研究課題/領域番号 |
17H05101
|
研究機関 | 九州大学 |
研究代表者 |
石川 桂二郎 九州大学, 大学病院, 助教 (00795304)
|
研究期間 (年度) |
2017-04-01 – 2020-03-31
|
キーワード | 線維化 / 網膜 |
研究実績の概要 |
① 加齢黄斑変性における抗血管新生増殖因子(VEGF)療法後の線維増殖の予測マーカーの同定 滲出型加齢黄斑変性(AMD)の治療前OCTにおける網膜色素上皮層(RPE)の障害範囲とアフリベルセプト硝子体内投与後の網膜下線維化(SRF)との関連を検討することを目的とした。 光干渉断層計(OCT)でRPEを評価可能であった加齢黄斑変性患者を対象に、治療開始前のOCTで、脈絡膜新生血管病変の最大径を縦、横でスキャンした画像を用いて、健常部RPE層が途絶している範囲の長さを計測し、縦横の平均値をRPE障害範囲と規定。
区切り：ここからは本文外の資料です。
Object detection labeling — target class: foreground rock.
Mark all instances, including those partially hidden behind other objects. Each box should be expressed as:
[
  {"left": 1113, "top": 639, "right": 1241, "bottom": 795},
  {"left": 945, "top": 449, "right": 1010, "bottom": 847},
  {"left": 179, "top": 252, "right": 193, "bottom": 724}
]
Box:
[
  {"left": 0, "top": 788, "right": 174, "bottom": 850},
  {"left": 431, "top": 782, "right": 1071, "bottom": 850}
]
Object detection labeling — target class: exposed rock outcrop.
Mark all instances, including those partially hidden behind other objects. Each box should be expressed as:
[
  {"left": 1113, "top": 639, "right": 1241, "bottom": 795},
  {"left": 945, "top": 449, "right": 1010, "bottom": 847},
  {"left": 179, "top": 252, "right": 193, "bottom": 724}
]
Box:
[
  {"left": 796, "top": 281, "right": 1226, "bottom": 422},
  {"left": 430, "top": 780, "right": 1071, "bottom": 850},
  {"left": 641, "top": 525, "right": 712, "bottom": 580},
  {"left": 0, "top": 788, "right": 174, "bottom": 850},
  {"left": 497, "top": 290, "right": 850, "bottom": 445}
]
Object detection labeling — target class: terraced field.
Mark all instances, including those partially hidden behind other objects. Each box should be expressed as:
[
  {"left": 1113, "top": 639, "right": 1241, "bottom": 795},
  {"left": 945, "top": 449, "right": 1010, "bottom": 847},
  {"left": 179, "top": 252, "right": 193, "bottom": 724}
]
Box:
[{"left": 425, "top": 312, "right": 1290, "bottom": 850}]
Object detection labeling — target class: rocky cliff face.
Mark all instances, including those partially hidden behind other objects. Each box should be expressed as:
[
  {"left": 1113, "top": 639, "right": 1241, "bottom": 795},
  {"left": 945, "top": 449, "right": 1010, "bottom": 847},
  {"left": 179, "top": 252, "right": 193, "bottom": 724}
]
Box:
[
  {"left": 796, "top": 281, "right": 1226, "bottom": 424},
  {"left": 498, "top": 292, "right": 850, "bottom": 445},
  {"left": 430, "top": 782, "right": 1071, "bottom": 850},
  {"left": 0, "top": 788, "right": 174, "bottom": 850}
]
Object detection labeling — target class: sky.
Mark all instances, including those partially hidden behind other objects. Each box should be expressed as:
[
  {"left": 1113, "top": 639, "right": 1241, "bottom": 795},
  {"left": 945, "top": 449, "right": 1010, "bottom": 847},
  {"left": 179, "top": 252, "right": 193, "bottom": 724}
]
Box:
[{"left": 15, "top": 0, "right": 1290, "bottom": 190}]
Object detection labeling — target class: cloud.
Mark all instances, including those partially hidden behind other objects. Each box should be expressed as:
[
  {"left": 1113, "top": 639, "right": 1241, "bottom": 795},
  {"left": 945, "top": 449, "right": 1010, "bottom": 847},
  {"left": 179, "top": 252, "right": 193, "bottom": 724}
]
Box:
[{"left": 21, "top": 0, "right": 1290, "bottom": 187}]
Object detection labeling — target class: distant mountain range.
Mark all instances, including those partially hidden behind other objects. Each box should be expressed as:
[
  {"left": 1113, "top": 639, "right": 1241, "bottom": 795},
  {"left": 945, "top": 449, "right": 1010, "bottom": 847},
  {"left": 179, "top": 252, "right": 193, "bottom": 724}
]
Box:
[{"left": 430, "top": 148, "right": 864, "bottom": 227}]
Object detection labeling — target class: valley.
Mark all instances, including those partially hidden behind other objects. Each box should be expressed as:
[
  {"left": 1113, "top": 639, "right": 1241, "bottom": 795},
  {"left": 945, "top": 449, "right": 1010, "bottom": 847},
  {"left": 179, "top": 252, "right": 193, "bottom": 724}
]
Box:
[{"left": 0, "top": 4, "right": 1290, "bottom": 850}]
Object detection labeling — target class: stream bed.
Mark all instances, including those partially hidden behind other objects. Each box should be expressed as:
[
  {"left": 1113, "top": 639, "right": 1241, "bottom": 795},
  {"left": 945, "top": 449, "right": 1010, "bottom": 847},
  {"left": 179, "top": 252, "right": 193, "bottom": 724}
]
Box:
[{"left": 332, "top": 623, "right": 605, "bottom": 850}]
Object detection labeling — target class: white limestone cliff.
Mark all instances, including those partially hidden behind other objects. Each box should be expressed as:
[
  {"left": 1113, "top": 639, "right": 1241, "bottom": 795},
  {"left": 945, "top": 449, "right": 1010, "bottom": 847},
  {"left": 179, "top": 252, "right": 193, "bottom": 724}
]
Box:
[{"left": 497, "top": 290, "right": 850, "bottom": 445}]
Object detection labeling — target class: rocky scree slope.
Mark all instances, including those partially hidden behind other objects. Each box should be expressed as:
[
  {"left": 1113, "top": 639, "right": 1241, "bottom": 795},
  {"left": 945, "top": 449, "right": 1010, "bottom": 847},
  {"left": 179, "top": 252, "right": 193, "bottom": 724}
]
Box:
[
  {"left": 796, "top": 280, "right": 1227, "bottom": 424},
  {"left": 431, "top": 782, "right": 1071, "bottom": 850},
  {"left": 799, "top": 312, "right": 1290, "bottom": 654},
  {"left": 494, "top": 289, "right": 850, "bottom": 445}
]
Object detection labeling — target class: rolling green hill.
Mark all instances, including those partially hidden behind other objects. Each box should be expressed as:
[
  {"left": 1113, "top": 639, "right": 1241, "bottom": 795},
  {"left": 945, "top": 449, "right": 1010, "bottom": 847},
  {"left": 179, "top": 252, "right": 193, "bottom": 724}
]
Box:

治療開始6ヶ月後の眼底写真、OCTの所見に基づいてSRFを認めた症例をSRF群、それ以外を非SRF群と分類した。治療前RPE障害なし群と部分障害群では、全例で治療開始6ヶ月後にSRFを認めなかった一方で、広範囲障害群の78%(18眼)でSRFを認めた。 治療前OCTにおける広範なRPE障害が、IVA治療後にきたすSRFの予測マーカーとして有用であり、現在開発中の抗線維化薬剤の適応指標となる可能性がある。 ②ウサギ増殖硝子体網膜症モデルにおける線維増殖抑制薬徐放剤の効能と薬物動態 網膜色素上皮の上皮間葉転換を抑制可能な薬剤を、徐放化することに成功し、動物モデルに投与を行い、薬剤の効果と持続性を少ない数の検討であるが確認することができた。
|
現在までの達成度 (区分) |
現在までの達成度 (区分)
2: おおむね順調に進展している
理由
網膜色素上皮細胞の上皮間葉転換を強力に抑制可能な化合物を同定し、その効果をin vitro実験で確認した。また、ドラッグデリバリーを用いて徐放化製剤の作成に成功し、in vitroでの徐放効果、線維化抑制効果の持続性を確認することができた。ウサギ増殖硝子体網膜症モデルを用いての薬物動態、薬効の実験にスムーズに移行できており、ほぼ予定通りに実験を遂行できている。 臨床研究においては、加齢黄斑変性の線維化予測マーカーの同定を試み、治療前の光干渉断層計(OCT)における網膜色素上皮層の障害範囲が広い症例では、高率に治療後に線維化をきたす傾向があることを見いだした。これにより、現在開発中の薬剤が臨床応用された際の適応基準として治療前OCTが有用であることを報告した。
|
今後の研究の推進方策 |
ウサギ増殖硝子体網膜症モデルを作成し、ステージの進行が確認した時点で、コントロール群、薬剤群、徐放化薬剤群に分けて硝子体内注射を行い、増殖硝子体網膜症の進行をモニタリングする。また、同時に前房水を採取し薬物濃度を測定し、徐放化が得られているかを検討する。 徐放化と薬効の持続性が確認されたら、加齢黄斑変性の線維化への薬効薬理効果をマウスレーザーCNVモデルを用いて検討する。徐放化した薬剤の特許申請については、現在行っている実験結果を基に申請するため準備中である。